In 2012, Maxim Lobovsky, the co-founder and CEO of Formlabs, decided to start a company in his boxers.
With the help of some friends at MIT, co-founders Natan Linder and David Cranor, he launched a Kickstarter campaign, which grossed $3 million (a record high for its tech category at the time) to manufacture 3D printers at a clip of the standard cost. The most expensive printers can cost up to $200,000.
Formlabs has since gone on to raise $23.7 million from investors like DFJ Growth. The company has sold thousands of 3D printers to customers all across North America, Europe and Asia.
On Wednesday, the startup announced an additional five, key partnerships with 3D printing distributors in new markets, including Israel (Systematics), South Africa (Build Volume), South Korea (3Developer), Sweden (Creative Tools), and Turkey (3bFAB).
The news comes just one month after the company's launch of its third product, the Form 2 printer, which retails for $3,499.
Luke Winston, Formlabs' head of Sales and Operations, explains that the company didn't initially want to take on third-party distributors. The move would limit the extent to which Formlabs can control the individual user experience. Still, "as we've grown more and sold more, and become experts, we're able to partner and train them [the partners]," he says. Winston notes that these are "add-value" resellers, meaning they make money by offering installations, training in Computer Aided Design (CAD) software, or other 3D printing-related services.
Some of the new markets made sense from a personal standpoint, as well as a strategic one. Linder hails from Israel, for example, as do several of the company's staffers. Other markets, like Turkey and South Africa, were selected for their demonstrably strong startup ecosystems.

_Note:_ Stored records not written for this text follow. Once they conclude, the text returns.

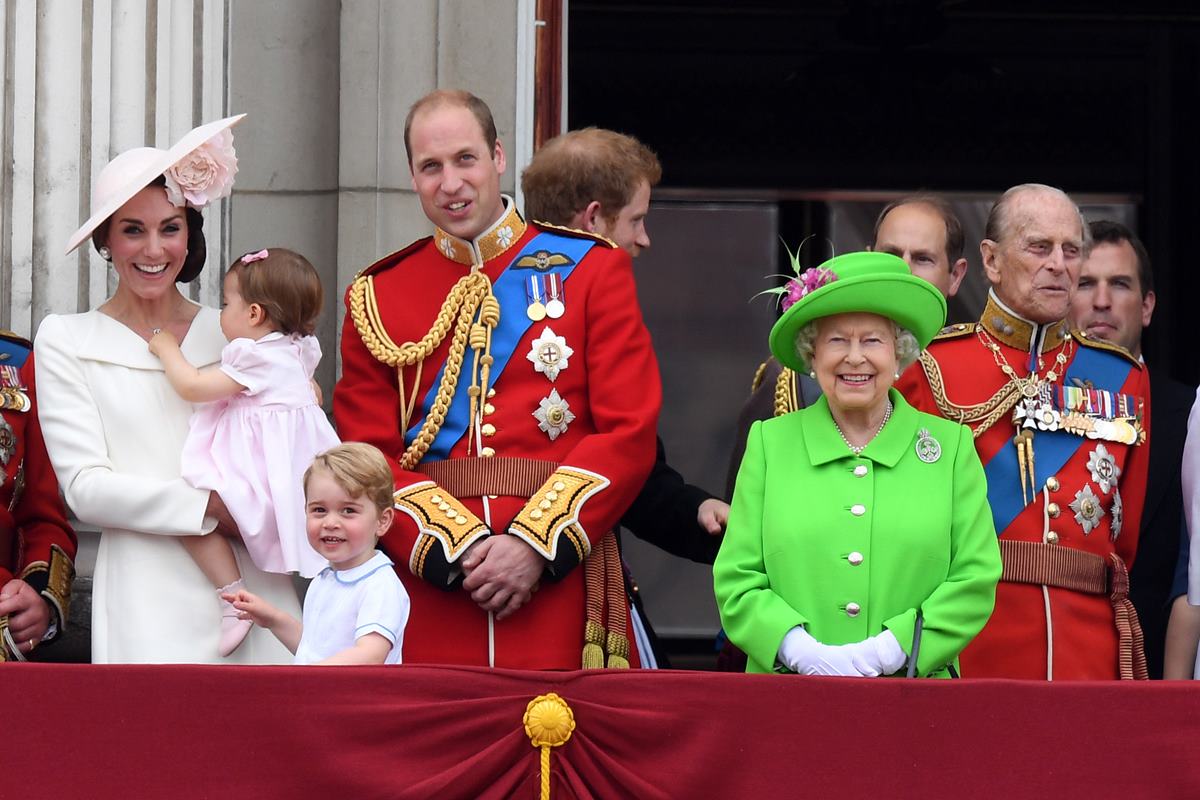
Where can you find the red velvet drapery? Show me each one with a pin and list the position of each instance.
(425, 732)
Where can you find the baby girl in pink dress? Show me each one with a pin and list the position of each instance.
(261, 423)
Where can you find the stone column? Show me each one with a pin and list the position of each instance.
(85, 79)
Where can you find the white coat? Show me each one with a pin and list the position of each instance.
(114, 429)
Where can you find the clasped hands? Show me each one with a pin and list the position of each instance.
(29, 615)
(502, 572)
(877, 655)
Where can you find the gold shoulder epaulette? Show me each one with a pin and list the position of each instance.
(576, 233)
(16, 338)
(757, 377)
(393, 259)
(955, 331)
(1101, 344)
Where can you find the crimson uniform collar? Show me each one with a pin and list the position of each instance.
(1006, 325)
(493, 242)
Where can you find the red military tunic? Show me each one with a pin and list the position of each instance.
(37, 543)
(579, 445)
(1084, 493)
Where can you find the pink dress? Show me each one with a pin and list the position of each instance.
(253, 447)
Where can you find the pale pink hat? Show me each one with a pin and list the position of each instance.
(135, 169)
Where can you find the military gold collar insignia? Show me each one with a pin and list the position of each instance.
(1006, 325)
(491, 244)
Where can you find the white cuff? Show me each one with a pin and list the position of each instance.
(892, 655)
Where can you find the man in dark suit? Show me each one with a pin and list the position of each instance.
(1115, 301)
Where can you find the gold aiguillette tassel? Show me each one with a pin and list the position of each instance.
(1024, 459)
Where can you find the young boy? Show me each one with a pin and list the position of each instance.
(355, 609)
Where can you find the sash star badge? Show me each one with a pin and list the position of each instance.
(553, 415)
(7, 441)
(549, 354)
(1103, 468)
(1087, 509)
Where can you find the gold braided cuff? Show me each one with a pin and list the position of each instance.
(53, 581)
(441, 518)
(553, 512)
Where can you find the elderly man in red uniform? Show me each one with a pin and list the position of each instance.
(505, 372)
(1061, 422)
(37, 545)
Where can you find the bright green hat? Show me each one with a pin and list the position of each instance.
(877, 283)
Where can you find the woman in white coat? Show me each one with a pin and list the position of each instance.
(114, 427)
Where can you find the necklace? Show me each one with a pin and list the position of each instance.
(859, 449)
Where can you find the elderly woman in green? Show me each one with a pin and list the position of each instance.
(859, 525)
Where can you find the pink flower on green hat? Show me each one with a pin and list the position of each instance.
(205, 174)
(805, 283)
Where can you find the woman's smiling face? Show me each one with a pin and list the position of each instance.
(148, 242)
(855, 360)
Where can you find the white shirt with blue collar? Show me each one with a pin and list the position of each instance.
(345, 605)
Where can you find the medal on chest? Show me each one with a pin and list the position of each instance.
(13, 392)
(550, 354)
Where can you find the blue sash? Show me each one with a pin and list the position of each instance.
(1053, 449)
(509, 290)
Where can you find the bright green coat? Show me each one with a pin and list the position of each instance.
(924, 534)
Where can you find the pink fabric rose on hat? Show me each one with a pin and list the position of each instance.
(205, 174)
(805, 283)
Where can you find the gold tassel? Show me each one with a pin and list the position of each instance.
(593, 645)
(618, 650)
(549, 722)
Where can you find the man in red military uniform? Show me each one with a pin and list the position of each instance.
(37, 545)
(1061, 422)
(505, 372)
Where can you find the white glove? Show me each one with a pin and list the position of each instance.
(802, 654)
(877, 655)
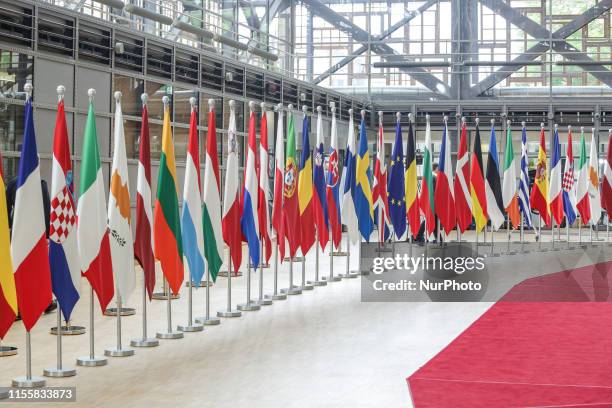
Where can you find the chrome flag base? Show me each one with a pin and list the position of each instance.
(144, 343)
(59, 372)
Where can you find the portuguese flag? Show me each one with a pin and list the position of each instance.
(166, 218)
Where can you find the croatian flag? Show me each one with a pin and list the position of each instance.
(63, 244)
(249, 220)
(556, 198)
(29, 248)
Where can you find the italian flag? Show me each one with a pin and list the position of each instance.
(168, 245)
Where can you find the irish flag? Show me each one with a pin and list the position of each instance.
(92, 232)
(167, 239)
(211, 214)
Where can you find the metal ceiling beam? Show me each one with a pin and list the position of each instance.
(384, 50)
(542, 46)
(346, 60)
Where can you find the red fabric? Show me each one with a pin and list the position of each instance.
(529, 354)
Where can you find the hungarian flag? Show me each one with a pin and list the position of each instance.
(279, 183)
(8, 293)
(444, 199)
(319, 202)
(29, 248)
(594, 197)
(166, 219)
(495, 203)
(463, 199)
(291, 210)
(426, 199)
(333, 184)
(397, 193)
(606, 184)
(119, 212)
(349, 214)
(363, 194)
(232, 235)
(555, 195)
(263, 209)
(143, 247)
(211, 213)
(305, 191)
(411, 185)
(509, 193)
(92, 230)
(477, 187)
(63, 245)
(583, 203)
(249, 221)
(379, 188)
(539, 191)
(568, 185)
(191, 218)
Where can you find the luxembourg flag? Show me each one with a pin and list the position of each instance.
(249, 220)
(555, 196)
(191, 219)
(29, 248)
(63, 245)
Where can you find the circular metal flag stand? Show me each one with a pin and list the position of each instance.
(60, 370)
(92, 360)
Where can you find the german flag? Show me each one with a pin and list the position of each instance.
(477, 187)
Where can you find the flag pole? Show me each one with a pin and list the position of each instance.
(92, 360)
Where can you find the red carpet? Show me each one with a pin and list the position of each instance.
(522, 353)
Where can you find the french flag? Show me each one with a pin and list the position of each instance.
(63, 245)
(249, 220)
(29, 248)
(555, 193)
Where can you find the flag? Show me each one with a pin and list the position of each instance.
(263, 209)
(363, 194)
(249, 221)
(477, 187)
(192, 225)
(583, 203)
(444, 200)
(411, 185)
(8, 293)
(29, 248)
(279, 182)
(555, 196)
(143, 247)
(495, 203)
(397, 192)
(92, 223)
(63, 246)
(348, 212)
(167, 237)
(509, 193)
(539, 191)
(119, 212)
(332, 190)
(568, 185)
(463, 200)
(305, 191)
(231, 205)
(524, 203)
(606, 183)
(594, 197)
(319, 200)
(379, 189)
(426, 199)
(211, 213)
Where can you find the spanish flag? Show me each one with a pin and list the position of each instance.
(166, 218)
(539, 191)
(477, 187)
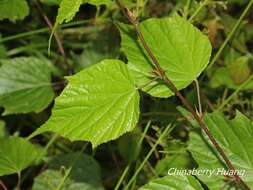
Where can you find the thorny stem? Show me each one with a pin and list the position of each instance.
(56, 35)
(161, 73)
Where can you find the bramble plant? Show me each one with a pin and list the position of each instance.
(130, 101)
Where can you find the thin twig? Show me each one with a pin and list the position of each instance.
(56, 35)
(134, 21)
(199, 97)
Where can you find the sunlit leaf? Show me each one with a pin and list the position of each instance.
(180, 48)
(99, 104)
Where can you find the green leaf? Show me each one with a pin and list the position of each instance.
(99, 104)
(16, 155)
(84, 174)
(176, 157)
(98, 2)
(25, 85)
(68, 10)
(180, 48)
(235, 137)
(13, 9)
(239, 70)
(173, 183)
(128, 146)
(222, 77)
(3, 132)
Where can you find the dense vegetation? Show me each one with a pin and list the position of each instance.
(101, 94)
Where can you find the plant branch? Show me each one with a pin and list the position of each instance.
(161, 73)
(56, 35)
(231, 34)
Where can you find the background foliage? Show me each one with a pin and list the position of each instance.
(72, 94)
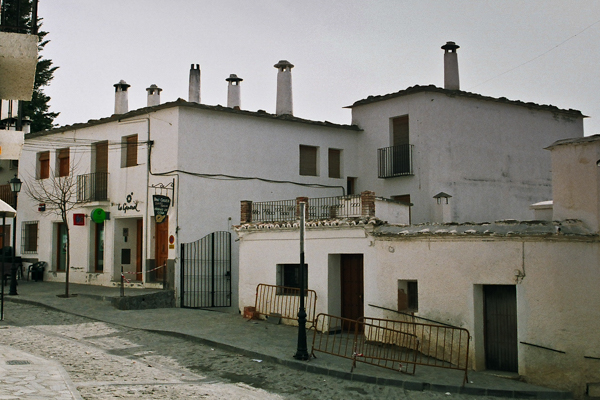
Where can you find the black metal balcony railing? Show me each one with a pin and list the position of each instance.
(92, 187)
(317, 208)
(19, 16)
(395, 161)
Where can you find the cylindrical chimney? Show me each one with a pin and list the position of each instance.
(153, 95)
(121, 97)
(233, 92)
(451, 80)
(284, 88)
(194, 94)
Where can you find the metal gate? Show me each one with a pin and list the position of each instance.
(206, 271)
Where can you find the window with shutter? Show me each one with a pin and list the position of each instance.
(131, 149)
(308, 160)
(44, 165)
(335, 163)
(63, 162)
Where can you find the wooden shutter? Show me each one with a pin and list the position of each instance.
(101, 157)
(63, 162)
(44, 159)
(131, 160)
(334, 163)
(308, 160)
(400, 131)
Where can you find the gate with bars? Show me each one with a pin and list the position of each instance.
(206, 271)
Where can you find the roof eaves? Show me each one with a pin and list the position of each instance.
(461, 93)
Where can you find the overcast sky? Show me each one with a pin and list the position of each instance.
(544, 51)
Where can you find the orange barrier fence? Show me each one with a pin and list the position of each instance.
(282, 301)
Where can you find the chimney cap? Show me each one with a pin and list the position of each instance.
(233, 78)
(153, 87)
(122, 84)
(284, 64)
(450, 46)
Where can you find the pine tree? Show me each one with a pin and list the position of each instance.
(17, 17)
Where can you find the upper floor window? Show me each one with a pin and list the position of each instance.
(308, 160)
(129, 151)
(43, 165)
(335, 163)
(62, 161)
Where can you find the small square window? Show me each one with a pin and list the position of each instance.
(288, 275)
(308, 160)
(408, 295)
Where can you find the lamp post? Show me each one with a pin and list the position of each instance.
(302, 350)
(15, 187)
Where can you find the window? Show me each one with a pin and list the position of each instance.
(288, 275)
(129, 151)
(29, 236)
(335, 163)
(308, 160)
(408, 295)
(43, 165)
(62, 162)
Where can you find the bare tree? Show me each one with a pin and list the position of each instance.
(59, 194)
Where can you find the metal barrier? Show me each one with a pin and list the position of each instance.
(284, 302)
(396, 345)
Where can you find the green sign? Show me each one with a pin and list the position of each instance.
(98, 215)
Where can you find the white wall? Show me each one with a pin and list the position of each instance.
(488, 155)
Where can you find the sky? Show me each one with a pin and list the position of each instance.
(541, 51)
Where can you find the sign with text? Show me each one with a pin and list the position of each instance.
(161, 207)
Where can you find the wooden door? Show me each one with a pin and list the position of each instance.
(138, 248)
(161, 246)
(351, 266)
(500, 308)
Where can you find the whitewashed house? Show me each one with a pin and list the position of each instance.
(527, 291)
(204, 159)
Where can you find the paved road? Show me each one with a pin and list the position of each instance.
(107, 361)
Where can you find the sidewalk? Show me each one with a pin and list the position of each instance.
(259, 339)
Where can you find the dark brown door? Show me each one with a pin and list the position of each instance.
(351, 266)
(162, 246)
(138, 248)
(500, 307)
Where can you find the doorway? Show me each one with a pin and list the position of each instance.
(161, 249)
(500, 327)
(352, 285)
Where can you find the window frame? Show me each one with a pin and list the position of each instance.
(29, 246)
(308, 160)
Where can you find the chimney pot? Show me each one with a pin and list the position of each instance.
(194, 91)
(153, 95)
(451, 78)
(284, 88)
(233, 92)
(121, 97)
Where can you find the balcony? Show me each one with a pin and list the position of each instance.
(395, 161)
(92, 187)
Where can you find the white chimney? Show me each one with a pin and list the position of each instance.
(284, 88)
(153, 95)
(121, 97)
(194, 94)
(233, 92)
(451, 80)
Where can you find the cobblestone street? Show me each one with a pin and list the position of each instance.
(107, 361)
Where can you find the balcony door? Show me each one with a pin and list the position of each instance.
(400, 142)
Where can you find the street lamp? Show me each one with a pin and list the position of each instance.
(15, 187)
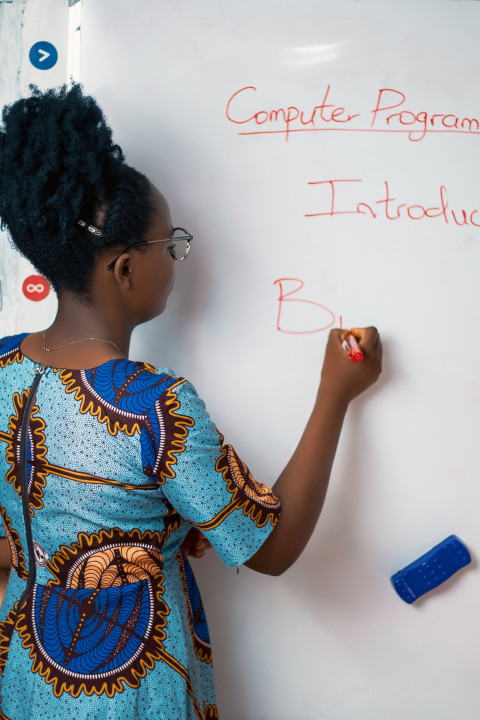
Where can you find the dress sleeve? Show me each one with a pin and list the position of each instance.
(206, 481)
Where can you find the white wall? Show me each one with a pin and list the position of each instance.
(22, 24)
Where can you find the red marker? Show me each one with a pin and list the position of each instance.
(351, 345)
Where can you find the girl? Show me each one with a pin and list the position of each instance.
(108, 463)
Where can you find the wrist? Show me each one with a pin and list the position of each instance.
(329, 395)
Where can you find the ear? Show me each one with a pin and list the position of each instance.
(123, 271)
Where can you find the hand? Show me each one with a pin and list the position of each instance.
(347, 379)
(195, 543)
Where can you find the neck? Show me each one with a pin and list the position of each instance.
(77, 319)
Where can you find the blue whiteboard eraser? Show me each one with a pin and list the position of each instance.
(431, 569)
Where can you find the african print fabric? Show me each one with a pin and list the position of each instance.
(119, 462)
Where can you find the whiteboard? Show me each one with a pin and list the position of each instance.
(326, 157)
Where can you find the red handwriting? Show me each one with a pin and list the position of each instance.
(323, 315)
(390, 208)
(241, 109)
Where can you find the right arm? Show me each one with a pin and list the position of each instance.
(302, 485)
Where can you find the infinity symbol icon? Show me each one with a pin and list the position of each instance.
(35, 288)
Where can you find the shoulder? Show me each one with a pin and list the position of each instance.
(9, 348)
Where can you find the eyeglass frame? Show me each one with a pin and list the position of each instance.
(188, 237)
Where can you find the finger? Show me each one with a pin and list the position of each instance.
(368, 338)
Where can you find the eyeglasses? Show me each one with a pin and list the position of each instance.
(181, 241)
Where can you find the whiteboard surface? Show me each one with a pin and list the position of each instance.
(330, 638)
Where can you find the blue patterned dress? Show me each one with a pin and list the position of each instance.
(102, 617)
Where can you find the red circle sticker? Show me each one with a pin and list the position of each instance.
(35, 287)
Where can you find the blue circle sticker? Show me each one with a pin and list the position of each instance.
(43, 55)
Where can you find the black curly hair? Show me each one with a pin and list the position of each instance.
(58, 164)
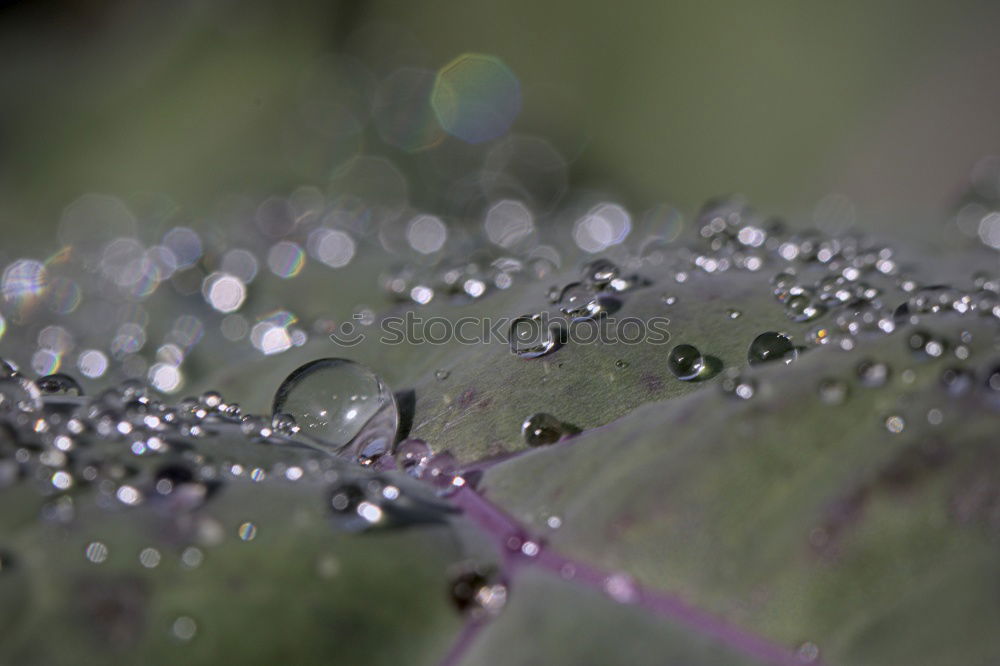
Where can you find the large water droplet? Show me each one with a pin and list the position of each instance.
(530, 338)
(686, 362)
(337, 403)
(771, 346)
(541, 429)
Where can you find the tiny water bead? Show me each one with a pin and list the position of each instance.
(530, 337)
(541, 429)
(771, 346)
(600, 273)
(738, 385)
(686, 362)
(247, 531)
(873, 374)
(59, 384)
(477, 591)
(580, 302)
(338, 403)
(833, 391)
(895, 424)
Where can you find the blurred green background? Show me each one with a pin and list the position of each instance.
(889, 104)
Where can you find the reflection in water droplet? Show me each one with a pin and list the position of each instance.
(957, 381)
(337, 402)
(771, 346)
(478, 591)
(599, 273)
(530, 338)
(59, 384)
(895, 424)
(541, 429)
(737, 385)
(412, 456)
(18, 393)
(247, 531)
(833, 391)
(873, 373)
(580, 302)
(686, 362)
(184, 628)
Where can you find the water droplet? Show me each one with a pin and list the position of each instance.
(957, 381)
(412, 455)
(621, 588)
(925, 345)
(580, 302)
(96, 552)
(18, 393)
(530, 338)
(184, 628)
(833, 391)
(541, 429)
(339, 403)
(992, 382)
(247, 531)
(737, 385)
(686, 362)
(283, 423)
(873, 373)
(895, 424)
(771, 346)
(59, 384)
(807, 653)
(478, 591)
(599, 273)
(802, 307)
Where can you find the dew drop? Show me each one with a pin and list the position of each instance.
(18, 393)
(873, 374)
(58, 384)
(184, 628)
(530, 338)
(580, 302)
(541, 429)
(247, 531)
(833, 391)
(600, 273)
(338, 403)
(412, 455)
(895, 424)
(686, 362)
(771, 346)
(737, 385)
(477, 591)
(924, 345)
(957, 381)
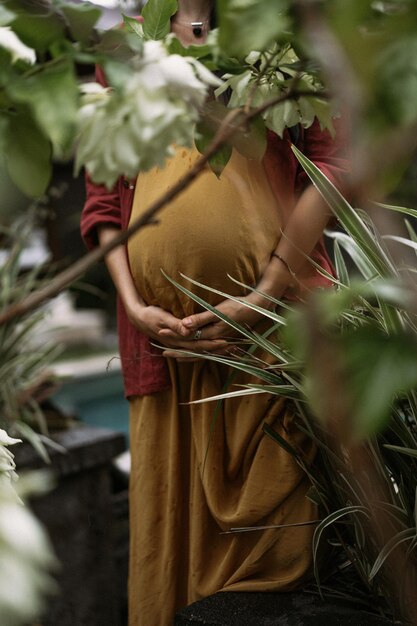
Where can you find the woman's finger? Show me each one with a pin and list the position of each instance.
(193, 322)
(173, 354)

Winston notes that South African makers reached out directly to the company, and Turkey, similarly, has a robust community of jewelers. The Formlabs stereolithography printer helps them, because it has the capability to print smaller details.
While you might associate 3D printing with MakerBot -- the 3D printing systems manufacturer based in New York City, and which laid off 20 percent of its staff this month -- Lobovsky insists that Formlabs caters more directly to entrepreneurs and freelancers.
"People have stopped believing in the technology," Lobovsky says. "We want to get really high-end technology and put it in a footprint that's more accessible to people."
Formlabs clients are of the scrappier sort, including freelancers and digital artists. But the company also caters to dentists, doctors, and large scale manufacturers. The Brooklyn, N.Y.-based startup Dame Labs, for example, uses a Formlabs printer to create prototypes for its couples vibrator. The founders explained that they can print the product cheaply, and inject silicone above the electronic hardware, in an interview with CNBC.
In addition to being less expensive than its competition, the new Form 2 printer is fairly easy to use, with add-on "peripheral" features. Makers can choose from one of seven different materials that range in durability (the previous printer launched with one resin). You can also command software to print via a "one click" option, and data is then transferred in real time over WiFi. Unlike a traditional 3D printer, which essentially uses a plastic glue gun, all Formlabs printers use stereolithography, a laser technique.
The Form 2 printer, in true smart form, will send the maker a text message once the item is ready, typically within six hours or less. Items could include temperature sensors, rings, rock-climbing equipment, or "anything that has to do with the body," Lobovsky explains, such as earbuds, cavity fillings or Invisaline braces.
Although the company would not disclose revenues, Winston nods to the fact that the Formlabs has ballooned from five to 120 total employees in three years, as it cements itself as a valuable resource to entrepreneurs around the world. Still, the 3D printing sector is less sexy now than it was back in 2012 -- and that could pose a challenge in continuing to acquire customers down the line.